Nov 15, 2009

Slepè Làsky [2008] : cinta (tak) buta


Buta mata, tak berarti buta raga, apalagi rasa. Ketika salah satu indera tak lagi berfungsi sebagaimana mestinya, mereka tetap hidup. Bahkan lebih hidup.



Mobil tetangga belum terdengar derunya.
Di pagi hari, ketika jamnya berbunyi, ia tak bergegas. Bangkit, perlahan ia dentingkan nada. Rapi. Sama sekali rapi. Mengiringi suara malaikat-malaikat kecil yang bernyanyi dari hati. Mereka tak mati.

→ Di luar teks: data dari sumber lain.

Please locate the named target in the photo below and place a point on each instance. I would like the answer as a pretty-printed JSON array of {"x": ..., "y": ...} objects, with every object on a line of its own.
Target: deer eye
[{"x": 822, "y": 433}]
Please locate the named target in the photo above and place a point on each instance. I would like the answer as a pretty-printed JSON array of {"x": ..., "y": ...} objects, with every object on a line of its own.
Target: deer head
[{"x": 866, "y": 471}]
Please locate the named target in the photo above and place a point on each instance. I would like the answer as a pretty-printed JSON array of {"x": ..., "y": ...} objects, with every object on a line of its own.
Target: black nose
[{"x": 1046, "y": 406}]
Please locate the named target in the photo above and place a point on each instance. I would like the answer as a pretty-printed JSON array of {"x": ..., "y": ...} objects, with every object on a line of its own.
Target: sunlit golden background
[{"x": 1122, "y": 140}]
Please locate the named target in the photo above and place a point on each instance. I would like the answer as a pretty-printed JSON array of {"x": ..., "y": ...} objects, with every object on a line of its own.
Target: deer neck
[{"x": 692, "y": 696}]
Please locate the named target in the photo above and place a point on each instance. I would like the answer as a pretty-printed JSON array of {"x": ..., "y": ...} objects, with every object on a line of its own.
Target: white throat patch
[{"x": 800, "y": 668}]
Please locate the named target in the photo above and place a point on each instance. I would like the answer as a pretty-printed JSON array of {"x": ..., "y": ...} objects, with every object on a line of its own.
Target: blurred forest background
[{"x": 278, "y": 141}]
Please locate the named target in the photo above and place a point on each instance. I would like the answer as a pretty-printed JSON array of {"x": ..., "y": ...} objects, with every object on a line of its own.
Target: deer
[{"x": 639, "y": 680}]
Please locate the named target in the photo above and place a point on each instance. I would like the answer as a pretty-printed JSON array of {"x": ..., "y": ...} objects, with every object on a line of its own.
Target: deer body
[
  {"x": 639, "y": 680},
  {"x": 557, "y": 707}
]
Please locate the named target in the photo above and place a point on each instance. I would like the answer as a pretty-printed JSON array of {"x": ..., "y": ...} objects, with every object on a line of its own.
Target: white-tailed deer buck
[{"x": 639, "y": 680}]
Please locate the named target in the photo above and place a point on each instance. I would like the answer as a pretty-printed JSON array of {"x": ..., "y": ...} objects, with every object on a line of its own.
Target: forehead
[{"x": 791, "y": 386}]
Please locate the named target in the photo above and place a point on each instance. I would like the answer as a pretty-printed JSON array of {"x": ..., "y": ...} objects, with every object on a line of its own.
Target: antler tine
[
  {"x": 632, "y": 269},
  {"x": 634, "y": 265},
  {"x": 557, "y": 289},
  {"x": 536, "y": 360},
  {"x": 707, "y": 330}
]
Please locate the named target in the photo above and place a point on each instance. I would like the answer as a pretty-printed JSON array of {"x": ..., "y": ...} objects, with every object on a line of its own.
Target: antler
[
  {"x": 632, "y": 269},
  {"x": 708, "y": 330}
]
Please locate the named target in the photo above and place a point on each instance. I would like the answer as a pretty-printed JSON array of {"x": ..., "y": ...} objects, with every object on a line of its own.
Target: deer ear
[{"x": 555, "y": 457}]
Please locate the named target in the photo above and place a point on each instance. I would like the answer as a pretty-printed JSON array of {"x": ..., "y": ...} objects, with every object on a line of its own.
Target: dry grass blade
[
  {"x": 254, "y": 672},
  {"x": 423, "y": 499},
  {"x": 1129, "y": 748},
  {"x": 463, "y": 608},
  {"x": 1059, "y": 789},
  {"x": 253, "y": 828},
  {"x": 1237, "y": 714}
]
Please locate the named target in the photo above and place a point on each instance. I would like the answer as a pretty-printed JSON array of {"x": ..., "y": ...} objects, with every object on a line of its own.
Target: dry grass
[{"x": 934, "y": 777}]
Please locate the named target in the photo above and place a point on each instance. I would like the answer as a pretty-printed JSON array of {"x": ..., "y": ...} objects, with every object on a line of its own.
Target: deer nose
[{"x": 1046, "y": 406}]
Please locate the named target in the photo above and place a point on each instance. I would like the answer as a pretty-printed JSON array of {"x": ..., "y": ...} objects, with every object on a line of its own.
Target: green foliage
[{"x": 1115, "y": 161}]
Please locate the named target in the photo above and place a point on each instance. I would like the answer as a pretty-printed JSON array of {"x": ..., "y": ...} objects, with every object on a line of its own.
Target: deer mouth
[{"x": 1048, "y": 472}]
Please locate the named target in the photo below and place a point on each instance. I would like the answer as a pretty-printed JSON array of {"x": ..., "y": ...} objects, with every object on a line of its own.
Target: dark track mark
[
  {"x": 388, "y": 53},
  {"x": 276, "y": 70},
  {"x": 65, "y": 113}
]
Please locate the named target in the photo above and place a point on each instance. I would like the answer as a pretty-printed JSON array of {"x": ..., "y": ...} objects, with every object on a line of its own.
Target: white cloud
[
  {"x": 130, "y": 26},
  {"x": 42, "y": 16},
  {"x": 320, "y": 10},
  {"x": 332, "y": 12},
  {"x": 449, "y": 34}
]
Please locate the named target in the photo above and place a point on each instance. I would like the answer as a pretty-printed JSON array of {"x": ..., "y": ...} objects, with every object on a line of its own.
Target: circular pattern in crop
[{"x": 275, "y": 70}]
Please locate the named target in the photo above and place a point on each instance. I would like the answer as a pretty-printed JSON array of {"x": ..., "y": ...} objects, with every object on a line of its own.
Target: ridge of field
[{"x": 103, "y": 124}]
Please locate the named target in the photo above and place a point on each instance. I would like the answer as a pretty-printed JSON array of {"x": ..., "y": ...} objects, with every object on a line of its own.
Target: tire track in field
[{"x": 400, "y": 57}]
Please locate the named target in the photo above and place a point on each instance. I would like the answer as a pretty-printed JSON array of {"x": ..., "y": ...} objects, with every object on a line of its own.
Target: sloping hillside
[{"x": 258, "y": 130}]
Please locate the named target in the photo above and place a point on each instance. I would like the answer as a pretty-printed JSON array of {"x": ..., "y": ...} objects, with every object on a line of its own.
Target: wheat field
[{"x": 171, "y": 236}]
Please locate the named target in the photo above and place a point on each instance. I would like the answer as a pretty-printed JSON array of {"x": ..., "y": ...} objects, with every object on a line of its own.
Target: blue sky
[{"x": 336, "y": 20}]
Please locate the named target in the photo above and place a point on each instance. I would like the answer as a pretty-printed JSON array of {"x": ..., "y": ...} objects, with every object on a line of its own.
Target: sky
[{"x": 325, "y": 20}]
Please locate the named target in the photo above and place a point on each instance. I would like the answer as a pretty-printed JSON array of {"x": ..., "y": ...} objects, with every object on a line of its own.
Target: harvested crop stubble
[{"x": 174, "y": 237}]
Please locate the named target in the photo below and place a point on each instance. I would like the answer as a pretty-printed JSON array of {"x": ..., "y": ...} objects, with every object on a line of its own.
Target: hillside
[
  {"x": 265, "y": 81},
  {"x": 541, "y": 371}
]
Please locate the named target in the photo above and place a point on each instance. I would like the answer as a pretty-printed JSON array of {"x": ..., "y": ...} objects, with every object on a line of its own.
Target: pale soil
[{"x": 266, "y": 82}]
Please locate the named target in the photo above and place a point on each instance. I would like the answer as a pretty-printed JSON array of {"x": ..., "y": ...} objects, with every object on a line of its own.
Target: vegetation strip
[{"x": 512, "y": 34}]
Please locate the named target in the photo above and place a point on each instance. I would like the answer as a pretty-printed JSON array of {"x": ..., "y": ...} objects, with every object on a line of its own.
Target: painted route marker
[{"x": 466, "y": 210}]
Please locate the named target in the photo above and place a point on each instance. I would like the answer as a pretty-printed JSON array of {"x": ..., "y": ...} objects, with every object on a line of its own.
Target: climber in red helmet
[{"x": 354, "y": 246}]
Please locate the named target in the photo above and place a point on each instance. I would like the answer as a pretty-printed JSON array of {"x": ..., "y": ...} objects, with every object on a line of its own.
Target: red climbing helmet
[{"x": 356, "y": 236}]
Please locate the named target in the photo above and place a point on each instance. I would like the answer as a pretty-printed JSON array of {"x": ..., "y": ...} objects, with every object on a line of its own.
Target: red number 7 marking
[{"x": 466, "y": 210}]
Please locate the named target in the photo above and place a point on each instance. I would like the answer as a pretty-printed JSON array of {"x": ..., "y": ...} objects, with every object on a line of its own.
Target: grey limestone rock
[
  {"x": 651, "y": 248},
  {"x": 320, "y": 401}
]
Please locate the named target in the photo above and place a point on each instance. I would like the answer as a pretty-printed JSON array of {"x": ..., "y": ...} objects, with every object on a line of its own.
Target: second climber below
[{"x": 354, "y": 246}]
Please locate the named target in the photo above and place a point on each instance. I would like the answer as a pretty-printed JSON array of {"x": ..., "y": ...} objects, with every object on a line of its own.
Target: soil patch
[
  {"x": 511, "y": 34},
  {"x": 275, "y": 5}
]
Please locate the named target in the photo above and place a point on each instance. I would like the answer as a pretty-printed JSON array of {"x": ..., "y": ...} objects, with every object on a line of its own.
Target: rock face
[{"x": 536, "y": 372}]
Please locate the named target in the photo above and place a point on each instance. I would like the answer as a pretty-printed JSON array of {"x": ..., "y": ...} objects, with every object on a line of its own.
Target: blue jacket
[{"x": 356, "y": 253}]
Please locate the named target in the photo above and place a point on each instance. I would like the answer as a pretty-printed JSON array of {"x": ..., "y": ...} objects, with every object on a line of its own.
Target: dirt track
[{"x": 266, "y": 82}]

Aku ingin kau tahu, aku mencintaimu.
Jemari tangannya menekan barisan huruf. Tak melihat layar, ia hanya mendengar bunyinya. Satu, berarti huruf A. Dua, untuk huruf B. Pesannya terkirim. Tak lama, sebuah balasan datang, Aku berbadan dua. Orangtuaku berkata, kamu atau mereka?



Jika nanti anak kita buta, paling tidak ia tahu caranya menyeberang. Lebih awal daripada kita.
Dan ternyata, Tuhan Maha Baik. Sang anak mampu bertutur panjang tentang indahnya dunia pada sang bunda. Dengan mata setengah terpejam, bibir kecilnya tak henti mengucap kata, Dunia itu indah, Mama…



Aku ingin mereka melihat diriku. Walau aku tak mampu melihat mereka.
Ia duduk di depan layar. Suatu benda yang mengenalkan padanya cinta. Walaupun maya. Ia tersenyum manis. Membayangkan sosok sang lelaki pujaan yang bersemayam dalam hatinya. Ia merah muda.



Empat pasang manusia penuh rasa, mereka bahagia. Dan dunia terasa lebih indah. Berwarna.